I would ask if you could do a *group* meal together, maybe with the women he's working with and their significant others if they have them....that way you can introduce yourself, put out your *feelers* so to speak and just get to know them. It will help to calm your nerves :) Dh works with a bunch of females, but I know the majority of them pretty well. And he knows to stay clear of the scandalous ones :) lol

Sharon7772
by on Apr. 13, 2011 at 1:39 AM


Quoting mama2mycuties:

I would ask if you could do a *group* meal together, maybe with the women he's working with and their significant others if they have them....that way you can introduce yourself, put out your *feelers* so to speak and just get to know them. It will help to calm your nerves :) Dh works with a bunch of females, but I know the majority of them pretty well. And he knows to stay clear of the scandalous ones :) lol


                            


mamakenzi
by on Apr. 13, 2011 at 1:49 AM

Okay this is going to sound harsh but it's the truth, I am a former police dispatcher so I do have experience with this. 

You are going to have to decide whether you trust your husband or not and then put your insecurities behind you.  Your husband will become close with female officers and dispatchers. 
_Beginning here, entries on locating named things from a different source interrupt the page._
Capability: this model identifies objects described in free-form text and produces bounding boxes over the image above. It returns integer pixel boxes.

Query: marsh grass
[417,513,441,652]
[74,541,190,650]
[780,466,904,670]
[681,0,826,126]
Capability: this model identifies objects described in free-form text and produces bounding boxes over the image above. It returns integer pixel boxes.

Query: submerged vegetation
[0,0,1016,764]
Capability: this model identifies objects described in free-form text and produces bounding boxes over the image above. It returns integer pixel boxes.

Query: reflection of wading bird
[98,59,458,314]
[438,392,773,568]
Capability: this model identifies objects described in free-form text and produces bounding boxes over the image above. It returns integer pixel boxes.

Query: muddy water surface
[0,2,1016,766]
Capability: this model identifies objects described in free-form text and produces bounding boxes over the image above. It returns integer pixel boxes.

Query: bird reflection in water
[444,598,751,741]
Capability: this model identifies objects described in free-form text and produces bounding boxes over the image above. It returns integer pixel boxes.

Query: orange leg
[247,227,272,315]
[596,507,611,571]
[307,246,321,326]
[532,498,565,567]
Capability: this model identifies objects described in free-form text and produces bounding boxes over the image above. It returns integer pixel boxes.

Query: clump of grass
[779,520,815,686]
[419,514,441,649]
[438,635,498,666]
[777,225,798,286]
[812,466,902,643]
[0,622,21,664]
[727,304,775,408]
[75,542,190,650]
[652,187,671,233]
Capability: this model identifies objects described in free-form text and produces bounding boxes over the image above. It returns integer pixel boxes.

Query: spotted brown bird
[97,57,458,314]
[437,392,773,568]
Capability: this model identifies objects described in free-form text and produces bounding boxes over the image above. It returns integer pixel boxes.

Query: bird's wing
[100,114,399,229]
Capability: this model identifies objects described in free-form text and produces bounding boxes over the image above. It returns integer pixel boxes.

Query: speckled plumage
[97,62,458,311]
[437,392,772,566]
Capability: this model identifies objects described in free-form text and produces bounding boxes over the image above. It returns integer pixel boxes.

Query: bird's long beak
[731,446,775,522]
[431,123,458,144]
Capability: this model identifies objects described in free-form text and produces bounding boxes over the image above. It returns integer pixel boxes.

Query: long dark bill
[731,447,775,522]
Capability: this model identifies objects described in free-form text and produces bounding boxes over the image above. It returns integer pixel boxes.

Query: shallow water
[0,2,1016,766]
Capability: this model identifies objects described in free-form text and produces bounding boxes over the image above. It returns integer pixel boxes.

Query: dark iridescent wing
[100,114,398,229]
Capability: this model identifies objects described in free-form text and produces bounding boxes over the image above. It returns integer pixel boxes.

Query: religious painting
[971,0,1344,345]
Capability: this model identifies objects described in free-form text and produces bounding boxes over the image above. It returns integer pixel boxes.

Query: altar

In a job like that you have to be close to your co-workers.  Your fellow officers will have your back and dispatch can get you help when no one else can. 

I was close enough to my officers that I could tell how they felt about a call by them calling out their badge number over the radio.  I played friend, marriage counselor, work counselor, and hard-ass friend with all of my officers.  We talked about the difficult calls because our family members couldn't/didn't deal with the things we dealt with. 

One night when I was off, one of my officers had a call where a guy attempted to commit suicide via cop.  He called me just to come ride out with him.  I was an extra set of eyes on the street and I "got it" where as his wife wouldn't have.  And that's not saying she wasn't supportive.  She just didn't know how to deal with those types of things. 

Another night I had a call where a man shot himself in the head while he was on the phone with me.  After our shift 2 officers took my to breakfast and we talked about it.  Typically we when go through things like that we hash it out with those who were with us then it's never brought up again. 

Good luck to you, but honestly he needs to start bonding with these people.  And you need to learn how to deal with it, otherwise it will make it harder on him.

earthangel1967
by on Apr. 13, 2011 at 4:41 AM

I honestly think it depends on each individual couple and what they are comfortable with and what their boundaries and personal beliefs are. My husband and I would both hate for the other gender to go hanging out with our s/o  but we both mutually feel that way, well actually in our case we even both CHOOSE not to make friends of the same gender either bc it would take away time for US to hang out with eachother and our young adult kids bc we are all best friends and wouldnt be happy sacrificing any of that time, but thats US... It is something you two should talk about and come to an agreement on either way. Good luck

PS I honestly feel these types of things are BEST discussed before marriage to make sure everyone is on the same page.